21. August 2012

Bernd Krauß: „Das ist heute möglich“

Kölnischer Kunstverein

bis 9. September 2012

 

Diese Ausstellung im Kölner Kunstverein ist außergewöhnlich unterhaltsam!

Bernd Krauß’ Kunst ist weder dünkelhaft noch borniert, hier wird keine Klientel bedient, man muss nicht die letzten zehn Jahre Kunstfeuilleton studiert haben, man muss auch nicht besonders sensitiv esoterisch sein, hier ist weit und breit keine Erhabenheitsgeste, aber auch keine verzärtelte Demut zu sehen.

Dies liest sich jetzt so, als sei diese Ausstellung ein Akt gezielter Aufklärung, ein Kalauer zum Stand der Kunstproduktion im Allgemeinen oder gar Kollegenschelte – aber das stimmt nicht. Bernd Krauß’ Ausstellung entfernt einen gedanklich eher aus den bekannten Kontexten.

Es ist schwierig zu beschreiben, was passiert, wenn eine Ausstellung ohne alles Pathos, ohne Häme oder Besserwisserei auf geradem Weg bar jeder Didaktik dem Adjektiv „frei“ bei „freier Kunst“ Raum verschafft.

Das schreibt sich so simpel, ist in letzter Zeit doch aber sehr in den Hintergrund geratenen. Kunst ist angeblich oder tatsächlich politisch, intelligent, kompliziert, kritisch, beziehungsreich, gewitzt oder auch einfach schön – aber frei ist sie nicht. Sie kann es auch gar nicht sein, da sich die Branche nicht damit zufrieden geben kann, dass Kunst frei ist, in dem Fall hätte man nichts zu interpretieren, zu deuteln oder zu erklären, und es wird ja bekanntlich immer alles gerne erklärt, auch dort, wo es nichts zu erklären gibt. Je wichtiger die Position ist, die man bekleidet, umso gefragter die Erklärungen, diese schließen dann weitere eventuelle Bedeutungen aus, das Werk ab, und man kann das Erklärte handlich praktisch ablegen und speichern, sodass es keinen Ärger machen kann. Das macht schließlich auch Spaß.

Was bleibt jetzt, um die Ausstellung von Bernd Krauß zu beschreiben, ohne in die weit offen stehende Falle der abschließenden unfreien Erklärung zu geraten? Schwierig. Schwierig.

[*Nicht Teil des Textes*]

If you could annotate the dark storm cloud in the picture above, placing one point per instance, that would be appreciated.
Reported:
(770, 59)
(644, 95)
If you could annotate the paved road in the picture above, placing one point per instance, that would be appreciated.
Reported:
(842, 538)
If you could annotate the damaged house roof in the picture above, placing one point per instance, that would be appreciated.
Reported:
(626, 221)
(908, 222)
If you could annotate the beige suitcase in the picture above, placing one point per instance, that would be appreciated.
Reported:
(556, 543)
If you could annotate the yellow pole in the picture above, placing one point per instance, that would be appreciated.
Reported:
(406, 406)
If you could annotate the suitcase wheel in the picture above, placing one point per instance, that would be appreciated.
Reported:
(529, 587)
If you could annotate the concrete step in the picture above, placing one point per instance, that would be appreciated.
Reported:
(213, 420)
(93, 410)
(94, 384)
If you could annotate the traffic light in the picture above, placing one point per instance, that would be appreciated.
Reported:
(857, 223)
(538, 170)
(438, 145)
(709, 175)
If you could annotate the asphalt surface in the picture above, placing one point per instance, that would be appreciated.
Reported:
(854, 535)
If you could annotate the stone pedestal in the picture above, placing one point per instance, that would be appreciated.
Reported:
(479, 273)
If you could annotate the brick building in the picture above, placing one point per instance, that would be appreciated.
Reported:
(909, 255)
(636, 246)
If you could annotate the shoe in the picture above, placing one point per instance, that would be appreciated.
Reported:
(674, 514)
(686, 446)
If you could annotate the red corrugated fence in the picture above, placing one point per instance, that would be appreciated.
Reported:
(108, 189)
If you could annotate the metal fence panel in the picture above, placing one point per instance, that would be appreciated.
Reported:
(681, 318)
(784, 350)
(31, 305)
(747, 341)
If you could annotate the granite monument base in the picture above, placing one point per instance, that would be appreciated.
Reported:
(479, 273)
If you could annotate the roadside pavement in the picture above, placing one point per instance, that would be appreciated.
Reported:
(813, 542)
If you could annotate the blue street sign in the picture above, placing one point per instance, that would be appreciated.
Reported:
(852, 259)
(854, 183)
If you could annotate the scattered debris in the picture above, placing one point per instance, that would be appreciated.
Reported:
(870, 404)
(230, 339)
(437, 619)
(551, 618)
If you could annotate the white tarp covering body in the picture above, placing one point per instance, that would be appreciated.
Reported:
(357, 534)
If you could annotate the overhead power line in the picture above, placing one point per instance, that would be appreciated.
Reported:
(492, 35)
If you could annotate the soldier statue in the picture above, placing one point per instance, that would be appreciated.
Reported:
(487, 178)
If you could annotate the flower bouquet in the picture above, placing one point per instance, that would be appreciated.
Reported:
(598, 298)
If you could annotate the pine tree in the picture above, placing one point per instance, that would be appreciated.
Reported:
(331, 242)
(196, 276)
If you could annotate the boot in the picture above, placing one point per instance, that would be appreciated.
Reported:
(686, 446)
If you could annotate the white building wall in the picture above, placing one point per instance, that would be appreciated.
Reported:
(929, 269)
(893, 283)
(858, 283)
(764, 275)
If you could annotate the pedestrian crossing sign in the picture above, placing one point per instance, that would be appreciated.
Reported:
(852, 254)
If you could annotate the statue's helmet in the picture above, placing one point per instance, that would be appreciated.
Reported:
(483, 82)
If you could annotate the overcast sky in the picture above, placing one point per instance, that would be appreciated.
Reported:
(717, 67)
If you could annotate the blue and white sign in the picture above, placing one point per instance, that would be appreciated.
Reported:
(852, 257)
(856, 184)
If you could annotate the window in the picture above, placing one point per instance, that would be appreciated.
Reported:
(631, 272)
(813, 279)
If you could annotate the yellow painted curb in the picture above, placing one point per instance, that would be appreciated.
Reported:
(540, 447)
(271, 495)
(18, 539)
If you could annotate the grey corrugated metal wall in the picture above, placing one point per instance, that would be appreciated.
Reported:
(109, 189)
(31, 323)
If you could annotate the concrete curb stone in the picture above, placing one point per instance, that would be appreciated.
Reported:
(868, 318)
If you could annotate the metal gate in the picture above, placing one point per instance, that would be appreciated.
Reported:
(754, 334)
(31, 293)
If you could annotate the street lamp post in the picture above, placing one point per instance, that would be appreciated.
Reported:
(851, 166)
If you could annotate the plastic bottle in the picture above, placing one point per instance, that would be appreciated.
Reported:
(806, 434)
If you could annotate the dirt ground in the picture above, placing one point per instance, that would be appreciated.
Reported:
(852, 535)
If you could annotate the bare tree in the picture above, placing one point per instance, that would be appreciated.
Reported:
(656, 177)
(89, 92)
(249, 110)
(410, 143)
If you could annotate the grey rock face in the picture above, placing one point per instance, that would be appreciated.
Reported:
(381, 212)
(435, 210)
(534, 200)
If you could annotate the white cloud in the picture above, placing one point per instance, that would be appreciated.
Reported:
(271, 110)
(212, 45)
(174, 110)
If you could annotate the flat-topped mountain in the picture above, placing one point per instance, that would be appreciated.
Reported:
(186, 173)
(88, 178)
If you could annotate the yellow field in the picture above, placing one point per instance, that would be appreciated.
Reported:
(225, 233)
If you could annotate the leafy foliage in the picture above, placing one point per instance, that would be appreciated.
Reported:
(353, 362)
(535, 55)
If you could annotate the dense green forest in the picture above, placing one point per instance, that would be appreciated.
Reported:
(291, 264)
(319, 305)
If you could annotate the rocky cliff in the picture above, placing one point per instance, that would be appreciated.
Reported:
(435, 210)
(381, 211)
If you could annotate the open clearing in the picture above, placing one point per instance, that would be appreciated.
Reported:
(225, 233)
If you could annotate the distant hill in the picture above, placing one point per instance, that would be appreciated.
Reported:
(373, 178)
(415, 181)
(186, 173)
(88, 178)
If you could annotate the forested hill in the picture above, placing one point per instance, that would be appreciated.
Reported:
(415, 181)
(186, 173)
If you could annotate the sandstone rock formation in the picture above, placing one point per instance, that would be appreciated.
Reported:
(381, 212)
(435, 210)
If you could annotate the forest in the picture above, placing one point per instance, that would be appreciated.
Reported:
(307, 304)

Was Bernd Krauß die Angelegenheit sicherlich vereinfacht, ist die relative Ferne vom nimmermüden Kunstzirkus, das bewahrt ihn vor dauernd systembezogenen Kommentaren, Kunstkalauern oder Bitterkeit. Außerdem zweitens ein unbeirrter Basteltrieb, der keine Materialien zu bevorzugen scheint. Das schützt vor den Tücken der Professionalisierung in der Materialbeherrschung – welche einen unweigerlich zu einem bornierten Experten macht (ein sehr interessantes, und allgemein gefördertes Phänomen, angesichts des auch überall sonst gefragten Expertenwissens – nichts ist faszinierender als Fachidioten, sie machen Quote und sind lehrreich). Es gibt drittens Künstler und Bernd Krauß gehört dazu, die eine stabile Immunität gegenüber den Qualen der Beliebigkeit besitzen, was der Ausstellung in Köln eine Offenherzigkeit verschafft, die ihresgleichen sucht. Viertens scheint es keine Probleme mit den Würdeformeln des jeweiligen Hauses zu geben, keine Unterwerfungsgesten, keine provokanten Respektlosigkeiten, kein pubertäres Aufbegehren, keine Liebeserklärungen – die schiere Beknacktheit des Materials entfaltet sich in den Räumen.

Fünftens haben die Werke von Krauß keine wortreichen Witzigkeits- oder Bedeutsamkeitstitel, welche die Sache oft genug in prekäre Schieflage bringt, Textliches erledigt Krauß handschriftlich in seinem zwei DIN-A4-Seiten umfassenden Fanzine „Der Riecher“ (http://riecher.blogspot.de/).

Die Liste ließe sich fortsetzen, allein, die Bündelung dieser fünf genannten Aspekte in einer Einzelausstellung ist sehr selten. Unbedingt anschauen!